In the midst of describing his first-ever visit to a gun show in the Colonies, the British expat expressed agreement with the rationale for laws permitting concealed carry for law-abiding citizens:
Though a Brit, as I say, I did not bring the default attitude of many Europeans (or East Coast liberals, same thing) to the event. I am by no means an instinctive gun controller. It is not obvious to me what is wrong with the argument that says, "The criminals already have guns; gun control disarms the rest of us." I don't know how many times I have heard that view sneered at, or laughed at, or pointed to as an infallible marker of stupidity. But I haven't ever heard it seriously confronted, let alone refuted. Thought experiment: would I feel safer walking around DC at night if the district allowed concealed carry, so that some fraction of law-abiding citizens on the street would be armed, or would I feel more at risk? Answer: safer.
Crook then confessed agnosticism on gun control and added he felt that resistance to "any and all" regulation would be on its face ridiculous. Nevertheless, given how left-leaning the Financial Times is and how it can exude condescension in its coverage of American politics, it's certainly refreshing to see one of its staffers express comfort with the individual's right to keep and bear arms.

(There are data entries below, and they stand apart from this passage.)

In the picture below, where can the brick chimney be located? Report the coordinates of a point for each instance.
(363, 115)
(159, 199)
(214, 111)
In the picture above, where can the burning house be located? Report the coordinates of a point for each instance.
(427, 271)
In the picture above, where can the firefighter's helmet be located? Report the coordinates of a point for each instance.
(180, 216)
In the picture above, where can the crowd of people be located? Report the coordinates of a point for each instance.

It's certainly more than one can say of Keith Olbermann. From his June 26 "Countdown" program in all its hydrophobic foaming-at-the-mouth glory.:
KEITH OLBERMANN: And our winner, Justice Antonin Scalia of the Supreme Court. You've got around 30,000 gun deaths in this country per year, another 75,000 non-fatal gun wounds, half the suicides are by gun; and this clown and his four colleagues decided that the 32-year-old ban on handguns in Washington, D.C., and the demand that firearms kept in the home be locked or disassembled was unconstitutional based on the Second Amendment. You remember the Second Amendment: "A well-regulated militia, being necessary to the security of a free state, the right of the people to keep and bear arms shall not be infringed." Despite years of fog created by the NRA and right-wing organizations, that isn`t very complicated: For the purposes of forming a state militia, you're entitled to keep and bear arms. Obviously, those would have to be the kind of arms in use in 1791, when the Bill of Rights was passed -- the musket, the wheel-lock, the flint lock, the 13th century Chinese hand canon. Stuff like that. Scalia, of course, simply decided that the militia part of the Second Amendment is some sort of quaint anachronism that he could happily ignore. And there's the beautiful thing about our country -- they say anybody can grow up to be a Supreme Court justice. And in Antonin Scalia, there's your proof, and tonight's "Worst Person in the World"!